12. The robotic system of claim 8, the processor further configured to determine a distance between the robotic agent and the object using a distance sensor.
13. The robotic system of claim 8, the robotic agent comprising a ground robot or an unmanned aerial system.
14. The robotic system of claim 8, wherein the object is a vehicle.
15. A non-transitory computer readable medium having instructions stored thereon, that when executed by at least one computing device, cause the at least one computing device to perform operations comprising:
receiving a first image of an object captured by a camera in a robotic system;
determining, using an object detection model, whether one or more features are present in the first image;
in response to determining that at least one feature of the one or more features are present in the first image of the object, instructing a robotic agent to move based on a classification the at least one feature that is present in the first image
capturing, by the camera, a second image of the object at a second location.
16. The non-transitory computer readable medium of claim 15, the operations further comprising determining a distance between the robotic agent and the object using a distance sensor.

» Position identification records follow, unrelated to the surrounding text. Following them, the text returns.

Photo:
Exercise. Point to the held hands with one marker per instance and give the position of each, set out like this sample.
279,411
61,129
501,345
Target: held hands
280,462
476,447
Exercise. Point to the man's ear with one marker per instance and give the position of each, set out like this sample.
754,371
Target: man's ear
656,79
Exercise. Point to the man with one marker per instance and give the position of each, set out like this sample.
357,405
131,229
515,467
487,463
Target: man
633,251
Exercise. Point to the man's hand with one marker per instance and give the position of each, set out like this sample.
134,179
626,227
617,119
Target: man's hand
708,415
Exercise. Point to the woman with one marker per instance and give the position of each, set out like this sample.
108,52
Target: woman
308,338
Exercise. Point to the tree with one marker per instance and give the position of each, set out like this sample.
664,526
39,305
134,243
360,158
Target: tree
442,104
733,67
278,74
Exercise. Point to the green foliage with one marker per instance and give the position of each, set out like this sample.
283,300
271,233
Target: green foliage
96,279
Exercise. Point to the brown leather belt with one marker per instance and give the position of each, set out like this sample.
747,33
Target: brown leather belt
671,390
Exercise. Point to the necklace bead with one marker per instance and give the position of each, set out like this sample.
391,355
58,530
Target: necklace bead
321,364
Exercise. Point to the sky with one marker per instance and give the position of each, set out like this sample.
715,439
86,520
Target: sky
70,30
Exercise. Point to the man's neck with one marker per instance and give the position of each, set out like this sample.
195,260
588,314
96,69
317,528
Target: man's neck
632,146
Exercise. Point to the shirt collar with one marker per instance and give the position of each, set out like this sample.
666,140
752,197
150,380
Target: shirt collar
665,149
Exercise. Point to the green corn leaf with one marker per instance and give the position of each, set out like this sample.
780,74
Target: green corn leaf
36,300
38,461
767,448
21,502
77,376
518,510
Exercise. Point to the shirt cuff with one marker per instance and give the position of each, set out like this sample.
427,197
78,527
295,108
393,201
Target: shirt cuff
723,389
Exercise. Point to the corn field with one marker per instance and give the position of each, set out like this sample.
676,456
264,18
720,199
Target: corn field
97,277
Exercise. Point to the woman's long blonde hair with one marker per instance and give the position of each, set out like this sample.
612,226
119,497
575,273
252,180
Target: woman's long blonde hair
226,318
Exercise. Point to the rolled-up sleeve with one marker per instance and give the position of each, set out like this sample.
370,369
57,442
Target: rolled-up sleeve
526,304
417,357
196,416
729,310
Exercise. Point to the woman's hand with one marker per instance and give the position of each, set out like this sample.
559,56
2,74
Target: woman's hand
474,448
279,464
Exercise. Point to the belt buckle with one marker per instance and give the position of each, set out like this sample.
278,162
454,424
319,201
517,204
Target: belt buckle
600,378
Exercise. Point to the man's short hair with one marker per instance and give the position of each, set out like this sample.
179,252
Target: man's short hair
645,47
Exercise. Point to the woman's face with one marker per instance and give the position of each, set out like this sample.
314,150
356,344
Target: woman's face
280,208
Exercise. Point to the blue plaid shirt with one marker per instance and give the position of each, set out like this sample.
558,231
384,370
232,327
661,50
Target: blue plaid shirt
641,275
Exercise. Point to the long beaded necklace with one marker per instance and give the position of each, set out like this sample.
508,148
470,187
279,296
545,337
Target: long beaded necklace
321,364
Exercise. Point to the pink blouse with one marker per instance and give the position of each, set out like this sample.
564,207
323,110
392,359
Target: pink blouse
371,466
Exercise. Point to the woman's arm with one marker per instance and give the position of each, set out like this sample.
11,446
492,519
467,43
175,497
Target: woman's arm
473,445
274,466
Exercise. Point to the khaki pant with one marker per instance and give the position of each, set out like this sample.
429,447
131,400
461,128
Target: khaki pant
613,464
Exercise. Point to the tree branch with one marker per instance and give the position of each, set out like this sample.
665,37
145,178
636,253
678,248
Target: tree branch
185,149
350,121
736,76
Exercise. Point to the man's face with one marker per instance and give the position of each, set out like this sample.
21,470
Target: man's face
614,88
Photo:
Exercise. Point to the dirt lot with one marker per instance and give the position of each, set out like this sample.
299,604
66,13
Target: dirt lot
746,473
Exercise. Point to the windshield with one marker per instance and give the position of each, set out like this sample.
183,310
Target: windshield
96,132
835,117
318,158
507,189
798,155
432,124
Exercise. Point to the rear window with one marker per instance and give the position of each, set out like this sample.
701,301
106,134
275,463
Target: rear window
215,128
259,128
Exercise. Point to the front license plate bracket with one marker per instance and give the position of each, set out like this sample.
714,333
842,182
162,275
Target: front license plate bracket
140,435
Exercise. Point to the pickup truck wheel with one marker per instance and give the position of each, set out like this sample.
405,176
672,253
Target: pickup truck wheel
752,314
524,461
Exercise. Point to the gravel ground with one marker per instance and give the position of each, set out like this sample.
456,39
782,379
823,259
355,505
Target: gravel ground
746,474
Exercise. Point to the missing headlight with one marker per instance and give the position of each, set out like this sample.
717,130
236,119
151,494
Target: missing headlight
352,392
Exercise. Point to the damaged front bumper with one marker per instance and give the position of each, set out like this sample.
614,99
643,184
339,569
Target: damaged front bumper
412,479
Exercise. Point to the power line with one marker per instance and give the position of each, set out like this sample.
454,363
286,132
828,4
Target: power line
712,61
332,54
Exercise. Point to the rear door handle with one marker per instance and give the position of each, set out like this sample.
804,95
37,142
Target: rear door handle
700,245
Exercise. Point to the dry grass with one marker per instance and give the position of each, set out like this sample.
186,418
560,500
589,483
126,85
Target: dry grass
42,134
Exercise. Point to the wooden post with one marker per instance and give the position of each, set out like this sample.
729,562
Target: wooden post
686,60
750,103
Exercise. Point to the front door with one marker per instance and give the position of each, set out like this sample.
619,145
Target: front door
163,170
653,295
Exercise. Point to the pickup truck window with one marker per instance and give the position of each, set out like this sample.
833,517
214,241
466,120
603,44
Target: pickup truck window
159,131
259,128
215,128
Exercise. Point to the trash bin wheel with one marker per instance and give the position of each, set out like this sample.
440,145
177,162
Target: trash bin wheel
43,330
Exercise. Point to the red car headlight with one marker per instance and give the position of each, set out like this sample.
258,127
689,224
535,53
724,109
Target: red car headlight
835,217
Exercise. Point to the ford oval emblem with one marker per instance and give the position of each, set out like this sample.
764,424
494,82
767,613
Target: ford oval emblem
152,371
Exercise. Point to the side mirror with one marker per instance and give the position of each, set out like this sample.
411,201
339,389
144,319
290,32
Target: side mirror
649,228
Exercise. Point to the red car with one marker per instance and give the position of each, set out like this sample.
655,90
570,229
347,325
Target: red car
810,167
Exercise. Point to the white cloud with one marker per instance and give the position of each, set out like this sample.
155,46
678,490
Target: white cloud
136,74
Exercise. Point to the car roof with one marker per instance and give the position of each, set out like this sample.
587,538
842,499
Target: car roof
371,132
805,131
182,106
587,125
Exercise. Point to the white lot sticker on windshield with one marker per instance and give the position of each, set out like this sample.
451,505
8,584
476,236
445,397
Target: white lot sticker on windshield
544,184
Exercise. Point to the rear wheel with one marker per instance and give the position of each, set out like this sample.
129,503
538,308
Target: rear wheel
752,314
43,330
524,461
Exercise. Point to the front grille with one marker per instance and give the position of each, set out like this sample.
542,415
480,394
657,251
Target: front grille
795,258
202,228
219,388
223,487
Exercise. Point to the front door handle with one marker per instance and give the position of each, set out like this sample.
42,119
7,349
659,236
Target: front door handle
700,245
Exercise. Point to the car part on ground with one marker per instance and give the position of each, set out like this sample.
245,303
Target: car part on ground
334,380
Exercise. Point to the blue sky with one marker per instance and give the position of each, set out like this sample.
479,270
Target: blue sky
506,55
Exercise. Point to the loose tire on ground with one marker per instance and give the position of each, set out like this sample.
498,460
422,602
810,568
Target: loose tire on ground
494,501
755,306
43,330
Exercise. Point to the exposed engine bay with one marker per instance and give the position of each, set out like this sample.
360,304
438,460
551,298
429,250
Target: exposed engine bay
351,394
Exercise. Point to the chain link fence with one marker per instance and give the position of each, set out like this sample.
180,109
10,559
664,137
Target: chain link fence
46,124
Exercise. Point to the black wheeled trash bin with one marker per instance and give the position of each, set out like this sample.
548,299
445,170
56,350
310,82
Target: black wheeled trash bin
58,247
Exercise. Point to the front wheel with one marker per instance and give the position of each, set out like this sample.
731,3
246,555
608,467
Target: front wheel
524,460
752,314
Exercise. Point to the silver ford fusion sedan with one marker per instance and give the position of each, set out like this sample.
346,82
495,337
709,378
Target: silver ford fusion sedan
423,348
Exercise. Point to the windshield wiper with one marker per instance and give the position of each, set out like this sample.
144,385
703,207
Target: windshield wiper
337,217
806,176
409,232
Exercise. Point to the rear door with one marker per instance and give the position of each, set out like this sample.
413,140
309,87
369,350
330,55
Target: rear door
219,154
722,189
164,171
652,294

17. The non-transitory computer readable medium of claim 15, wherein the instructing comprises moving the robotic agent in a line parallel to the object when at least first class of a feature is identified.
18. The non-transitory computer readable medium of claim 15, wherein the instructing comprises rotating the robotic agent by 90° when only a second class of a feature is identified.
19. The non-transitory computer readable medium of claim 18, wherein the instructing additionally comprise restricting the robotic agent from rotating a subsequent time until a predefined amount of time has elapsed.
20. The non-transitory computer readable medium of claim 15, wherein the object is a vehicle.